Чуть не вскричал я: «Дайте мне бубен, скучно мне, млосно мне без кудес!»
– Мария Павловна! - спросила Настасья, она разрумянилась, щеки ее горели. - А вот про свет, про сияние на островах на месте будущего Петербурга! Про сосну! Он не знает про сосну!
История про сосну была простенькая, вполне выразительная.
Петру Первому на острове Енисаари, он же Заячий, знамение было: на руку цареву опустился орел. Возможно, то был оживший российский герб, полугеральдический неполный призрак. По другой версии, орел давным-давно местными островитянами был приручен, птица понятия не имела, кто перед ней, не отличала по дурости животной царей от чухонцев рядовых, все двуногие на одно лицо, решка решкой, так что на шуйцу либо десницу Петра Алексеевича приземление носило глубоко случайный характер (для орла, но не для царя). В соответствии со знамением царь незамедлительно решил возвести на островах архипелага новую столицу государства и даже увидел оную той же ночью в цветном сне (то было первое явление призрака Северной Пальмиры). Царь заложил Петропавловскую крепость, собор Петра и Павла, святого Павла и святого Петра, и название архипелага Святого Петра, доселе витавшее в воздухе наперегонки с орлом, как бы материализовалось.
Задолго до визита царя островитяне - и деревенщина, и заезжие самоеды, и (в особенности) чухонцы - наблюдали другое знамение: таинственное сияние на месте будущей столицы, сияние, маячащее над островами, сперва легкое, отдающее зеленцой, как мой Зимний сад, потом набирающее яркость, подобно беззаконной комете. Самоеды, приладожская лопь (проездом), а также специально прибывшие поглядеть на мерцающий режимным светом туман арбуи из племен эурямейсет и савакот, не говоря уже о случайных рыбаках, вепсах и муромцах, были уверены, что перед ними заплутавшее или колдовством ижорок залученное на острова северное сияние.
Поскольку супруги Кюри временно сгинули в отдаленном будущем, а с ними и младенец Гейгер, некому было проверить мираж на всхожесть, то бишь войти в его эпицентр со счетчиком, перевести явление на научный жаргон, в ранг рентгенов и беккерелей; возможно, подайся в те поры в данные края какой-нибудь залетка-хроноциклист во всеоружии научной мысли, столицы бы тут и в помине не было.
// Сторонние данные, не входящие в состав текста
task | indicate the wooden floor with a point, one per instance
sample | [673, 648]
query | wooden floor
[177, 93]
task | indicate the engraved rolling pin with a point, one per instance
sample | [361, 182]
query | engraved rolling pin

Но не будем опошлять элегантную легенду байками о радиации, глубоко, в сущности, тривиальными.
В год, когда началась Северная война, сияние усилилось (когда сияние усилилось, то есть радиологическая обстановка резко ухудшилась, психика населяющих прилегающие районы граждан пошатнулась, реланиума с йодом, как чернобыльским пожарным, давать им было некому, - и тут-то, будь мы неладны, Северная война возьми да и начнись…). В 1701 году в ночь под Рождество (в которую, как все знают, нечисть от души гуляет и изгаляется напоследки) свет пылал, как при пожаре, ночью было светло, как днем, жители сбежались с ведрами да с баграми, услышав, как Субота Похабный бьет в било; тогда свет стал сгущаться, собираться, из сияющего облака превращаться в огнистый шар и, наконец, став ослепительным (воспоминания о будущем? О лазере, что ли?), собрался на суке одной из сосен в фокус, сфокусировался, так сказать. По некоторым рассказам, на ветке сосновой стояли свечи дивные, гори-гори ясно, чтобы не погасло, однако чаще сходились на том, что, превышающий все будущие ватты и свечи, горел огонь. Сбежавшиеся, струхнувшие не на шутку, но все еще думавшие, что имеют дело с пожаром, попытались полыхающий сук срубить.